Aklıma takılan İnce değil. O belli de, bizim saflarımızda da tuzu kurular var ki, bazı tuhaf işler oluyor diye düşünmeden edemez oldum.

EMEP ile TİP’in, sanki seçim Norveç’te yapılıyormuşçasına takındıkları tutuma nasıl bir anlam versem bilemedim. Seçim Norveç’te değil de yine Türkiye’de, ama diyelim ki, AKP’nin ilk yıllarında yapılıyor olsaydı, bu iki partimizin İttifak’ın “tek liste” kararına itirazını yerden göğe kadar haklı bulurdum. Sonuçta her ikisi de birer bağımsız parti. Kendi logolarıyla seçime girmelerinden daha doğal ne olabilirdi ki!

Ama seçim faşizm koşullarında yapılıyor. Söz konusu partilerin “tek listeye” itirazları ve seçimlere kendi logolarıyla katılmaları, İttifak’ın TBMM’deki sandalye sayısını etkileyen olumsuz sonuçlar doğurabilir. Mesela beş altı sandalye eksik kaldığında belki AKP-MHP bloğu TBMM’de çoğunluk sağlayabilir. İhtimaldir.

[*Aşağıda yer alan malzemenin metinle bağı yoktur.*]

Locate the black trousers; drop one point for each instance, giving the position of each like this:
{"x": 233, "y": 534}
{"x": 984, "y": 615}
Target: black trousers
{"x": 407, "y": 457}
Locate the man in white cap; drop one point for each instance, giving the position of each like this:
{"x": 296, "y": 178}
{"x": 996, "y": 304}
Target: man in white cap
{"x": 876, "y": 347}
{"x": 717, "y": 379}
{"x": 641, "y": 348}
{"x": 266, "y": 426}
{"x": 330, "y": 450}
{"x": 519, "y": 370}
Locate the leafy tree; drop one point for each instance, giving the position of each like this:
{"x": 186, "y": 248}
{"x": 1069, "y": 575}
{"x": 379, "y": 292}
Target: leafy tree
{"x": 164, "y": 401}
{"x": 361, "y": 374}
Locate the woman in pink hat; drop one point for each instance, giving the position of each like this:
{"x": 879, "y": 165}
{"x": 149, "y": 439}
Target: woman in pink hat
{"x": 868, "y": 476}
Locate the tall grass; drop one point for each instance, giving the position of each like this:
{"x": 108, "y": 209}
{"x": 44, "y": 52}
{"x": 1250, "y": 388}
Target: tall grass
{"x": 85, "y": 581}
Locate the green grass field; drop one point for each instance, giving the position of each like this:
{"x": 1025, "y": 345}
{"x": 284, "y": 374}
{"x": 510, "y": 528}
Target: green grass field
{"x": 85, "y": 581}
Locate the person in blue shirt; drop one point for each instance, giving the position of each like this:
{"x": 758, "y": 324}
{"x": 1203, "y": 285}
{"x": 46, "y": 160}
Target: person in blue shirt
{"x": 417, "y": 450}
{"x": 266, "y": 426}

Ve faşizm şartlarında “ihtimaller” mutlaka hesaba katılmalıdır.

Görünüşe bakılırsa bu iki partimiz “uzun vadeli” planlar yapıyor. Partilerinin şu anda örneğin, HDP’lilerin ya da ESP’lilerin ya da Devrim Partililerinin karşı karşıya olduğu ölümcül tehlikelerden masun olduğunu düşünüyor olabilirler. Kitlesel tutuklamalarla yüzyüze olmadıkları, suikastlerde hedef seçilmedikleri, onlarda böyle düşünceler doğurabilir. O nedenle bu seçimde kendi partilerinin çıkarlarını İttifak’ın çıkarlarının önüne koyuyor olabilirler. Yüzde birkaç puanlık kaybın İttifak’taki yoldaşları için tutuklanma ve tutuklanmama, öldürülme ve öldürülmeme meselesi olduğu akıllarına gelmeyebilir.

Gelmelidir.

Herkes en uzak olumsuz ihtimalleri bile hesaba katmalıdır.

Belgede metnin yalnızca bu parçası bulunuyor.